Mimo, że każdy z pięciu utworów na płycie jest istnym progresywnym „minidziełkiem” zdecydowanie punktem kulminacyjnym jest arcygenialna, prawie dwudziestominutowa suita „Enter Quietly”. Niesamowicie zaskakująca i nieprzewidywalna dramaturgia tego utworu dostarcza przeżyć gotowych zadowolić i jednocześnie pogodzić fanów „proga” z wydawałoby się antagonistycznych antypodów gatunku. Czy wyobrażacie sobie umiejętnie podany mix Landberk, Dream Theater, Yes, Magellan, UK czy.........Gordian Knot. Nie???? Wystarczy włączyć „Enter Quietly” i niemożliwe staje się możliwym!!!!! Reszcie utworów również niczego nie brakuje mimo skromniejszej formy. Nie ma tu słabych tracków. Kolejną niewątpliwą zaletą tej płyty jest permanentna eksploracja nowych wrażeń......po prostu nie ma szans na znudzenie się muzyką Leger de Main. Przy n-tym odsłuchu odkrywamy wcześniej nie dostrzegalny n-ty pokład emocjonalny.........i sam nie wiem czy można dokopać się dna.....
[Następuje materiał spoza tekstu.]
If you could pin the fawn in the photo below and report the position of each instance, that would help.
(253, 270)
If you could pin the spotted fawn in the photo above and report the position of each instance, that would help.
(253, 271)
Jedyną chyba wadą albumu „The concept of our reality” jest jego...beznadziejna dostępność. Na próżno go szukać nawet w ogólnie znanych, światowych sklepach internetowych.....niestety tak często bywa z wydawnictwami awangardowymi.
Leger de Main wydało jeszcze w roku 1998 album „Second First Impression”, który znajduje się u mnie na samym topie płyt „most wanted”.
Chrisa Rodlera można jeszcze usłyszeć w instrumentalnym projekcie Klang, którego jeszcze niestety nie znam.......................
W każdym razie moje najgorętsze rekomendacje!!!!!